Ethylmalonic encephalopathy ETHE1 R163W/R163Q mutations alter protein stability and redox properties of the iron centre

Abstract

ETHE1 is an iron-containing protein from the metallo β-lactamase family involved in the mitochondrial sulfide oxidation pathway. Mutations in ETHE1 causing loss of function result in sulfide toxicity and in the rare fatal disease Ethylmalonic Encephalopathy (EE). Frequently mutations resulting in depletion of ETHE1 in patient cells are due to severe structural and folding defects. However, some ETHE1 mutations yield nearly normal protein levels and in these cases disease mechanism was suspected to lie in compromised catalytic activity. To address this issue and to elicit how ETHE1 dysfunction results in EE, we have investigated two such pathological mutations, ETHE1-p.Arg163Gln and p.Arg163Trp. In addition, we report a number of benchmark properties of wild type human ETHE1, including for the first time the redox properties of the mononuclear iron centre. We show that loss of function in these variants results from a combination of decreased protein stability and activity. Although structural assessment revealed that the protein fold is not perturbed by mutations, both variants have decreased thermal stabilities and higher proteolytic susceptibilities. ETHE1 wild type and variants bind 1 ± 0.2 mol iron/protein and no zinc; however, the variants exhibited only ≈ 10% of wild-type catalytically activity. Analysis of the redox properties of ETHE1 mononuclear iron centre revealed that the variants have lowered reduction potentials with respect to that of the wild type. This illustrates how point mutation-induced loss of function may arise via very discrete subtle conformational effects on the protein fold and active site chemistry, without extensive disruption of the protein structure or protein-cofactor association.
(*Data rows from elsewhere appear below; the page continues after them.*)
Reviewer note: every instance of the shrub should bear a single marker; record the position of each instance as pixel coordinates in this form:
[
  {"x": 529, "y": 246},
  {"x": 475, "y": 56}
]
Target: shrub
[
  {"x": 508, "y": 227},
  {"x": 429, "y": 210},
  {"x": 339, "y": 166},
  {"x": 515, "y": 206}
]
Figure 1. ETHE1-p.Arg163Gln and p.Arg163Trp are folded but have decreased stability.

A. Far-UV CD spectra of purified ETHE1 proteins at 0.1 mg.ml⁻¹ in 50 mM Tris-HCl pH 7.5, 150 mM NaCl. Spectra are offset for clarity. B. Molecular model of human ETHE1 highlighting the position of Arg163 in respect to the Fe centre, molecular modeling was made based in the Arabidopsis thaliana ETHE1-like protein structure . C. Thermal denaturation curves of ETHE1 proteins, followed by ellipticity variation at 222 nm from which the fraction of unfolded protein is determined. D. Time course of limited proteolysis experiment at 37°C in 0.1 M Tris-HCl, pH 8.5 monitored by SDS-PAGE. See Materials and Methods for details.

Figure 2. ETHE1-p.Arg163Gln and p.Arg163Trp mutations affect the mononuclear iron site reduction potential.

A. EPR spectra of ETHE1 proteins at 1 mg.ml⁻¹ in 150 mM Tris-HCl pH 7.5 and 300 mM NaCl. B. Redox titrations followed by EPR spectroscopy. Solid and dashed lines are Nernst Curves obtained for the different ETHE1 proteins one-electron reduction processes (n = 1) and the oxidation-reduction potentials are listed in Table 1. EPR spectra were recorded at 9.39 GHz microwave frequency, 2 mW microwave power, 1 mT modulation amplitude, 8 K temperature.